The gondola was at the door, and George Holston had already taken his place in it. Vane clasped his wife's hands in his, kissed them passionately, and rushed from the room.

XIV.

"I never knew her to faint before," Deborah's voice was saying, as Mary emerged from an abyss of peaceful oblivion, to find herself deluged with eau de Cologne, and lying on the bed in her own room.

"Poor little soul!" answered Mrs. Holston's gentle voice. "It was a terrible shock, his going so suddenly. But, hush now, she is coming to herself."

No, not to herself; to a consciousness of nameless agony; to a sense of restlessness, without physical strength for action; to a crushing weight of misery which she must ask no living soul to share.

After some minutes, which seemed like hours of struggling to recover breath, and voice, and senses, she succeeded in thanking her kind nurses, and asking them to leave her alone for a little while.

An hour's solitude had restored her to complete consciousness, when a servant knocked on the door and asked whether she had any further occasion for the gondola, which had returned from carrying Captain Vane to the steamer. Her husband's request that she would see Padre Giulio occurred to her. Life must be taken up somewhere; why not in the performance of that duty, which would become harder with every day it should be deferred?

If she called upon Deborah for assistance, she would be prevented from leaving the house; so her preparations must be made alone. Giving orders for the gondola to wait, she put on hat and shawl with trembling hands, and walked down the long flights of marble stairs, holding on to the balustrade for support. It was useless to attempt her mission in that condition; perhaps an hour's row that soft, gray, overshadowed morning might restore her nerves to equilibrium. "Put up the awning and row on the lagoon for an hour," she said to the gondoliers. "Then take me to the Piazza San Marco without my giving you any further directions."

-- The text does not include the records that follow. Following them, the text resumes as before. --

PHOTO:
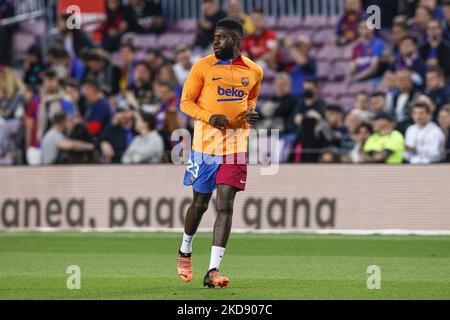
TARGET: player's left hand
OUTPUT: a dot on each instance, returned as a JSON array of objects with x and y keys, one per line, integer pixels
[{"x": 251, "y": 117}]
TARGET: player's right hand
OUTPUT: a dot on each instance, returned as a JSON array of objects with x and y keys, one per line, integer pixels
[{"x": 219, "y": 121}]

Through the open windows of the ducal palace she could see tourists wandering about, Murray in hand. Soldiers were lolling under the arcades; sight-seers were hurrying through to and fro, taking advantage of the cool day to get through a double amount of work. A sacristan was cleaning down the steps of Santa Maria della Salute, flinging away the broom, and sitting down to rest after the labor of sweeping each step.